Yas, cehennemin insan yüreğine inme hâli galiba. Öyle bir azap, öyle bir yangın, öyle bir erime... Yas tutan kişi için güneşin doğmaması, renklerin kaybolması, baharın, yazın mevsimlerden olmaması... Sadece soğuk, sadece kış, sadece gece, sadece kuytuluk, sadece boşluk ve yalnızlık, çoğul.
Çok büyük bir aşkla sevdiğiniz adamı bir gün ölüme uğurladığınızı bilmeden yolcu ediyorsunuz evden ve sonra kıyameti yaşıyorsunuz...
Bu kitap, başka bir âleme geçiş yapan sevgilinin ardından yakılan bir ağıt.
Bir değil.
Çok ağıt, çok yas, çok aşk.
Çok feryat, çok gözyaşı, çok ah.
Bu kitap dünyanın yasını kalbinde hisseden, yasın içindeki acıyla bütünleşen ve fazlasıyla 'gören', 'duyan', 'yaşayan' bir kadının kalbi.
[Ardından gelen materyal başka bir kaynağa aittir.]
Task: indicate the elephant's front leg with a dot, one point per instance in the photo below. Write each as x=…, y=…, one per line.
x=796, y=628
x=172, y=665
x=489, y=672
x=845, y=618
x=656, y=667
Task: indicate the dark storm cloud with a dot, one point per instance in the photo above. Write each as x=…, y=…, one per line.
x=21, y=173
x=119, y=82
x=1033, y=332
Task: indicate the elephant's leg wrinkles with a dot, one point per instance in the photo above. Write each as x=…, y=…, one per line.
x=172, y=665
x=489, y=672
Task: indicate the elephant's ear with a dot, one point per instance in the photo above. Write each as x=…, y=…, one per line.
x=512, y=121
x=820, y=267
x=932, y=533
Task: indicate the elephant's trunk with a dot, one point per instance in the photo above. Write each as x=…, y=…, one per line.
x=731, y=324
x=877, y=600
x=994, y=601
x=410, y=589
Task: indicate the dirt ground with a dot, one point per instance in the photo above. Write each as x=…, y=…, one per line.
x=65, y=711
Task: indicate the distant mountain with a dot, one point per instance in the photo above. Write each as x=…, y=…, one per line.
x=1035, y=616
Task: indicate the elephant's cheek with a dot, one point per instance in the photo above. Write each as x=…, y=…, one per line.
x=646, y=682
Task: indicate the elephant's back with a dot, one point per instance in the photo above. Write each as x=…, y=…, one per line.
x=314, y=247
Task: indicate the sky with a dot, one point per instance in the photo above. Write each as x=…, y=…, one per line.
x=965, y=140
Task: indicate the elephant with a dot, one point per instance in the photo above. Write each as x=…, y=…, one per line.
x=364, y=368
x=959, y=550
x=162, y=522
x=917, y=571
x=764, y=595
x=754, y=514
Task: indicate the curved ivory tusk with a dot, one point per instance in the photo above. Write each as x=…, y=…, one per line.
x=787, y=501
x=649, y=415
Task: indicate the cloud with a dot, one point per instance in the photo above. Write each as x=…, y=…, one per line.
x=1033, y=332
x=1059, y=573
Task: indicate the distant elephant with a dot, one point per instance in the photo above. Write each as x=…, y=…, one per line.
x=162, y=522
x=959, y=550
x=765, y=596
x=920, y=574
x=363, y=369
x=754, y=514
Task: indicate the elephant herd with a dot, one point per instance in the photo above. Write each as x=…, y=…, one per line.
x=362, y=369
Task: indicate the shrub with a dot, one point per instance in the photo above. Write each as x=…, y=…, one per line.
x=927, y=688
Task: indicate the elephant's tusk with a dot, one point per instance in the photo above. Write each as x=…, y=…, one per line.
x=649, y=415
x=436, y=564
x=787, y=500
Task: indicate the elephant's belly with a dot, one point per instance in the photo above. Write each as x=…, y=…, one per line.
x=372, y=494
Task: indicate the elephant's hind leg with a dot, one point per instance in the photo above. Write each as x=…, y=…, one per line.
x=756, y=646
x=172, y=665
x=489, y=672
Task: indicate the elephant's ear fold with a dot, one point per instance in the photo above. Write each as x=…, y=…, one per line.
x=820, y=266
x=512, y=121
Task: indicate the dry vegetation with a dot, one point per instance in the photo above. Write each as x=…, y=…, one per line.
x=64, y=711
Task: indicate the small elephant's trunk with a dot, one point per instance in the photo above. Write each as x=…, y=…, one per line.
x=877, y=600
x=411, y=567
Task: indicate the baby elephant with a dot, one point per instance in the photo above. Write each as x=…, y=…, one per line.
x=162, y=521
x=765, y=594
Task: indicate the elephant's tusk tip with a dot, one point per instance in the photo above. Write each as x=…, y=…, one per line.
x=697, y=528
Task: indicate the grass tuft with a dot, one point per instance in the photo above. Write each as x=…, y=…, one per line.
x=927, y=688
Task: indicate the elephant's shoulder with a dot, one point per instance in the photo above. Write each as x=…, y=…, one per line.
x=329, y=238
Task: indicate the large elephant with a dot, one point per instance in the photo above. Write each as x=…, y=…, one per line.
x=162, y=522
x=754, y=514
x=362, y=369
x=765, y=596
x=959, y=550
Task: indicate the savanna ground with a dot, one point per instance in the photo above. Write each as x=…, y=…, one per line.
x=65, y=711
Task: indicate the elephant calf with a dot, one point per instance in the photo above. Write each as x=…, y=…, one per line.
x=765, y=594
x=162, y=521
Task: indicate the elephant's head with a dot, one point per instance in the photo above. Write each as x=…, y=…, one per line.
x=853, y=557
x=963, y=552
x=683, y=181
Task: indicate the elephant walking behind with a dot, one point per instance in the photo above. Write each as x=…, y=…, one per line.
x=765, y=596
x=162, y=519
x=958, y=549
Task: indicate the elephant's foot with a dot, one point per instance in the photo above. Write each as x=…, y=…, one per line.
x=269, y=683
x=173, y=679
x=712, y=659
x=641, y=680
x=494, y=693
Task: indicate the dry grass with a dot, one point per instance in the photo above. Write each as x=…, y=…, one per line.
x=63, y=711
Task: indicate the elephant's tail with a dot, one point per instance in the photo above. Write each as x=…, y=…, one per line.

Elimde tutarken bile incitir miyim kaygısıyla okudum. Çünkü saygıyı fazlasıyla hakediyor. Bu ülkenin ihmâlle, taksirle ve dâhi umursamazlıkla toprağa verdiği bütün çocukları için bir anma, bir hürmet, bir saygı duruşu çünkü. Çünkü derdi, mevzûsu insan.
Okuyun derim; okuyun demem o ki duyun, bilin, hissedin. Kalbimize indirdiğimiz göz perdelerimizin kat kat açılması en büyük dileğim.